Entgegen der landläufigen Meinung, dass man sich immer im Krankenhaus mit den Sepsis auslösenden Erregern anstecke, erklärte Schaden, dass rund 50 Prozent der Sepsisfälle als Folge von außerhalb des Krankenhauses erworbenen Infektionen auftreten.

„Die Wahrscheinlichkeit an einer Sepsis zu sterben schwankt international beachtlich und hängt unmittelbar von Strukturen und Prozessen in Krankenhäusern ab“, erklärt ÖGKH-Präsident Assadian. Er kritisiert in einer Aussendung, dass die Labore in den Krankenhäusern am Wochenende nicht arbeiten und somit keine Auswertung der Sepsis-Ursachen möglich ist. „Wir brauchen einen 24-Stunden-Labordienst an allen Tagen“, appellierte Assadian.

„Durch gezielte Maßnahmen in Struktur und Schulung kann die Überlebensrate bei einer Sepsis deutlich gesteigert werden.
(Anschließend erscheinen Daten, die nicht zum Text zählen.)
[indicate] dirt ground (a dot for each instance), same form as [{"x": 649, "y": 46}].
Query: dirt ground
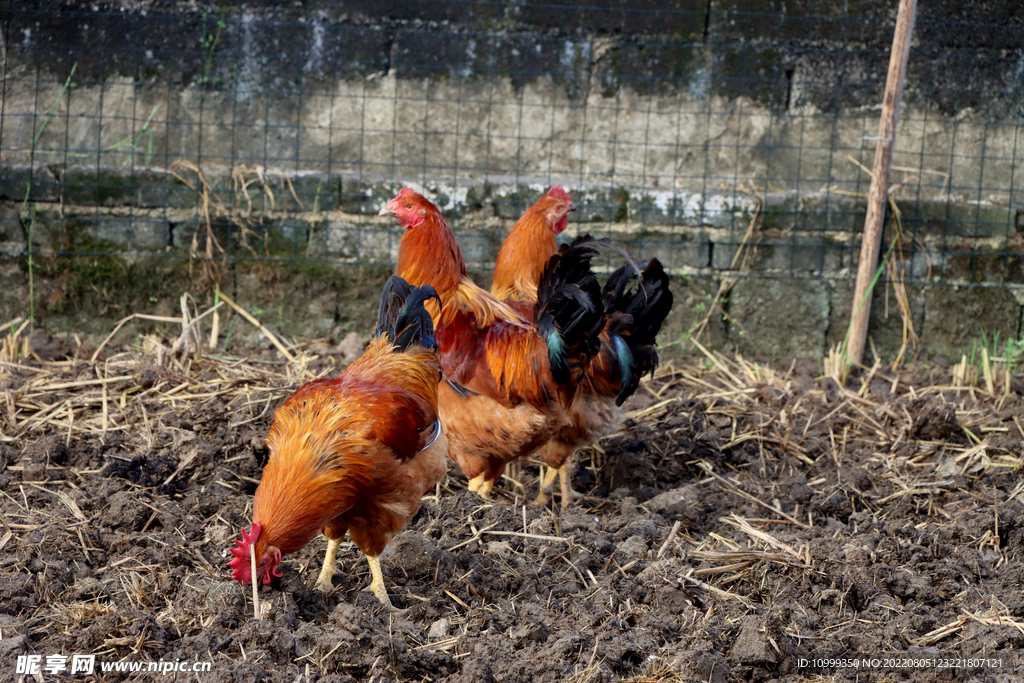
[{"x": 749, "y": 521}]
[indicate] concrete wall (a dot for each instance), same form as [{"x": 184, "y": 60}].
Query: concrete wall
[{"x": 676, "y": 126}]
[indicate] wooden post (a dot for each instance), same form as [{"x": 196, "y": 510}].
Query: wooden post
[{"x": 879, "y": 193}]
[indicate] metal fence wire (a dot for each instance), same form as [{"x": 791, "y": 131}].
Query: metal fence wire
[{"x": 684, "y": 129}]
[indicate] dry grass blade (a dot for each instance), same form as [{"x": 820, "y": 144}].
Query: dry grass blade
[
  {"x": 259, "y": 326},
  {"x": 797, "y": 558},
  {"x": 995, "y": 615},
  {"x": 717, "y": 592},
  {"x": 734, "y": 488}
]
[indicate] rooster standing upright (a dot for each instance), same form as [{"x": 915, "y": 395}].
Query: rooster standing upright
[
  {"x": 355, "y": 453},
  {"x": 509, "y": 379},
  {"x": 633, "y": 318}
]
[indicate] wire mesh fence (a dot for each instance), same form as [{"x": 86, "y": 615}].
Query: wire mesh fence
[{"x": 731, "y": 137}]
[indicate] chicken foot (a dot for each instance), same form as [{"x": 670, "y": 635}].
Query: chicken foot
[
  {"x": 564, "y": 474},
  {"x": 480, "y": 485}
]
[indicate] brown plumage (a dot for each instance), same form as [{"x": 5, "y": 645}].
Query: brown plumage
[
  {"x": 509, "y": 379},
  {"x": 354, "y": 453},
  {"x": 633, "y": 319}
]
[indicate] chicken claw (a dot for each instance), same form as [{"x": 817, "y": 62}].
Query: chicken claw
[{"x": 327, "y": 573}]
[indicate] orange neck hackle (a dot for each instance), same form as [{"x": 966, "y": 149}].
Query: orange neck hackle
[
  {"x": 429, "y": 253},
  {"x": 528, "y": 246},
  {"x": 252, "y": 545}
]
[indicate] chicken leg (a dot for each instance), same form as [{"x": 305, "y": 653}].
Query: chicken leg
[
  {"x": 327, "y": 573},
  {"x": 377, "y": 582},
  {"x": 548, "y": 481}
]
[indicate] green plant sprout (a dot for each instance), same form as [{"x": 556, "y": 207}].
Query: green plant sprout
[
  {"x": 209, "y": 43},
  {"x": 133, "y": 145},
  {"x": 28, "y": 193}
]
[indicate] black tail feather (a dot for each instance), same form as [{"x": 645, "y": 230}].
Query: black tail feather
[
  {"x": 402, "y": 316},
  {"x": 635, "y": 315},
  {"x": 569, "y": 313}
]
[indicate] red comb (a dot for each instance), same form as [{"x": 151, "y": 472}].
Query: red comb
[
  {"x": 241, "y": 564},
  {"x": 559, "y": 193}
]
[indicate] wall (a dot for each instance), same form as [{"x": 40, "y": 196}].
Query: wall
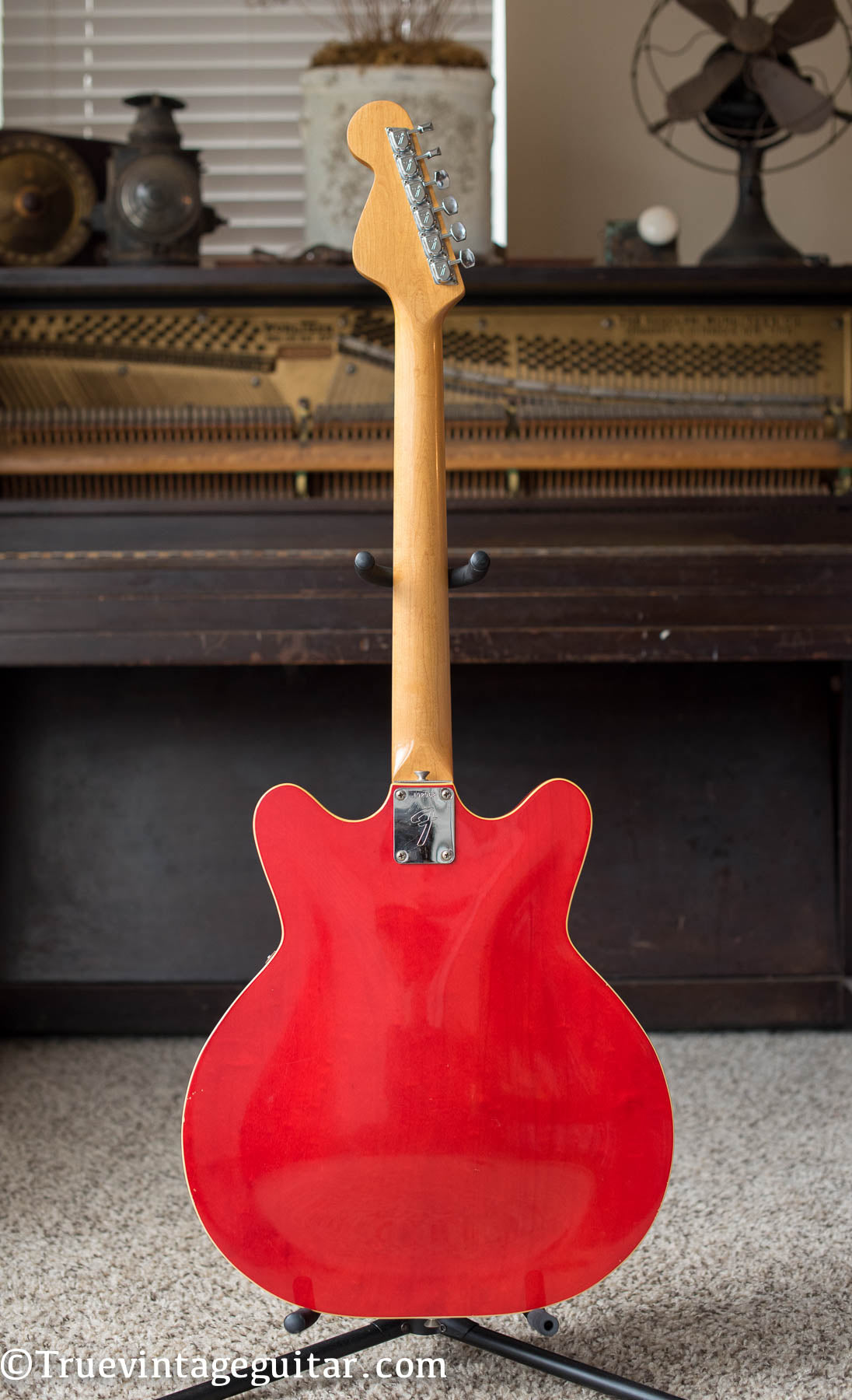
[{"x": 578, "y": 153}]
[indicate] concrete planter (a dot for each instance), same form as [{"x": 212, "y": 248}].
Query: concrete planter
[{"x": 458, "y": 101}]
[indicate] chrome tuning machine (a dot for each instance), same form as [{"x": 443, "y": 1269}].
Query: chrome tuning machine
[{"x": 426, "y": 213}]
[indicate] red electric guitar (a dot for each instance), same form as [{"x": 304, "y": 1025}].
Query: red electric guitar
[{"x": 427, "y": 1104}]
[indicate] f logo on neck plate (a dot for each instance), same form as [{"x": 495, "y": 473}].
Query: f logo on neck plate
[{"x": 424, "y": 825}]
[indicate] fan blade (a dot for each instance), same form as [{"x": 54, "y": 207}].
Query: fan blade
[
  {"x": 791, "y": 100},
  {"x": 802, "y": 21},
  {"x": 719, "y": 14},
  {"x": 693, "y": 97}
]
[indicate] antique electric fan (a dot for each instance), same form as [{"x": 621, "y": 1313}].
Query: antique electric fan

Daher müssen zeitgleich durch gut geplante und verbindliche einzuführende Hygienemaßnahmen das Risiko einer Sepsis reduziert und die Überlebenswahrscheinlichkeit bei Sepsis-Eintritt gesteigert werden“, so Assadian.

Patientenanwalt Bachinger erachtet es als wichtig, dass bei der Erarbeitung eines nationalen Aktionsplans zum Thema Sepsis auch die Patientensicht eingebracht wird. „Die Sepsis ist eine der häufigsten und kostenintensivsten Erkrankungen im stationären Sektor“, schildert Bachinger. Spitals-Statistiken aus den USA würden die Sepsis sogar als die Nummer eins bei den Krankenhauskosten ausweisen. Er betonte, dass Sepsis für mehr Todesfälle verantwortlich sei, als Lungen-, Brust-, Darm- und Prostatakrebs zusammen.

Einig sind sich die Experten, dass zur Ausarbeitung eines Nationalen Aktionsplans alle relevanten Fachgesellschaften eingebunden werden müssen, aber auch ein intensiver Dialog mit der Politik nötig ist.